サツマイモ
*紅赤の発見と普及
明治31年に大宮台地にある針ヶ谷(浦和市)で
山田いちが発見したといわれています。
自分の畑で育てているサツマイモから突然変異した
「とりわけ肌の鮮紅色ないも」をみつけ、それを紅赤と名づけました。
従来のよりも味、香り、舌触りが優れているため、紅赤ファンが増加し、
東京市場でも評判になりました。
その後川越に伝わり、川越いもといえば「紅赤」といわれるようになったのです。
サツマイモの品種というと現在残っているのはほとんどといっていいほど
行政が作り、育成し、普及したものですが、
紅赤は民間人の山田いちが発見し、現在まで百年以上生き残っていおります。
山田いちには功績により、「富民賞」が送られました。
*特殊な品種、サツマイモの女王「紅赤」
紅赤は川越祭り直後から初霜が降りる時期までが最盛期で、
ほかのサツマイモより時期が遅めです。
紅赤を育てるのは難しく、作るのには大変な技術を必要とされます。
収穫量もほかのサツマイモに比べ少ない。
だか他のサツマイモにはない、味、香りで人々を魅了しているため、
作り続けられているのです。
*紅赤の危機
戦後になると主要作物がサツマイモ、麦、茶から
大根、ほうれん草、サトイモに変わり、サツマイモ作りが激減します。
一番大きな要因としては、経済性の問題です。
サツマイモを主生産とした農家経営では 収入が上がらず
専業農家では生活できなくなりました。
ほかの青野菜系は輪作体系で、同じ畑を休むことなく使って2~3種類の野菜が順次作れます。
サツマイモの場合、ほかの野菜と一緒の畑で作ると肥料のバランスが崩れ、
良質なサツマイモができなくなります。
特に紅赤の生産は難しいため、商品としての価値さえなくなってしまうのです。
より生産性・換金性がある、大根やほうれん草などの青野菜を畑で育てれば、
収入が増え豊かに生活できます。
経済優先の社会構造は、こんなところまで影響を及ぼしていたんですね・・・。
*生き残るために・・・紅赤
現在川越では川越サツマイモ商品振興会と若手農業経営者「4Hクラブ」が手を組んで、紅赤が作られております。

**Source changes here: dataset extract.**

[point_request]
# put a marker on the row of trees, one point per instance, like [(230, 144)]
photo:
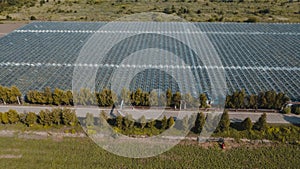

東洋堂でも4Hクラブの紅赤を使ったいもせんべいを販売しております。
今回は、川越芋がなぜ有名になったのか、です!!
川越地方の芋作りは、1750年頃からといわれております。
江戸の小石川養成所の薬園内でさつまいもの試作に成功し、
その後関東の各地で種芋による試作ブームが始まり、
川越にもさつまいもが伝わります。
最初に川越でさつまいも作りに成功したのは、吉田弥右衛門です。
吉田家の成功を機にさつまいも作りが徐々に広まりました。
当時、さつまいもというとあくまで飢饉に備えた救荒作物であり、
飯米を節約する食べ物でした。
だが、さつまいもの試作成功後60年、
江戸に焼き芋屋が現れ、冬のスナックとして爆発的な人気を確立し、
江戸周辺に焼き芋用のさつまいもを作る村が現れました。
とりわけ川越産のさつまいもは質量ともに優れており、
「本場もの」といわれるようになったのです。
明治維新で江戸が東京になっても、川越芋は
新河岸川の舟運で東京向けの下り荷物として、
浅草、神田、本所などの甘藷問屋に大量に送られます。
当時の名残で、浅草の隅田川縁に
「川越地方より出た小平次」の略で
「川小商店」という屋号の甘藷問屋が残っております。
<川越おいも探訪より・・>
「小江戸川越おいも探訪」より
今回は、「川越の甘藷先生、赤沢仁兵衛」についてです。
明治のさつまいも先生と呼ばれた赤沢仁兵衛。
従来の栽培技術を改良研究し、
さつまいもの収穫を倍にする増収法を確立しました。
仁兵衛は天保8年に今福村に農民として生まれました。
その後、赤沢家の婿養子となったのですが、
当時の赤沢家は畑や山林が抵当に入っており、
住んでいた家も親戚の所有で大きな借金を抱えていました。
そんな逆境の中、さつまいも以外作れる作物がなかったこともあり、
さつまいも作りで借金を返済しようと考えました。
仁兵衛はさつまいもの作り方の研究に没頭し、
明治初期にはさつまいもの増収法の基本的方法を確立しています。
のちに「赤沢式」と呼ばれるようになった要点には
1.どうすれば芋がたくさんつくよい苗ができるのか
2.ウネを思い切り高くすること
3・稚肥をたくさん加えること
がありました。
この赤沢式は後に、郡役所に注目され、
明治43年には「実験甘藷栽培法」という本も発行し、
いっそう普及がなされました。
赤沢家は今でも残っており、お墓も畑の中に立てられています。
川越がさつまいもで有名になったのも
赤沢仁兵衛の研究熱心な力もあったようです。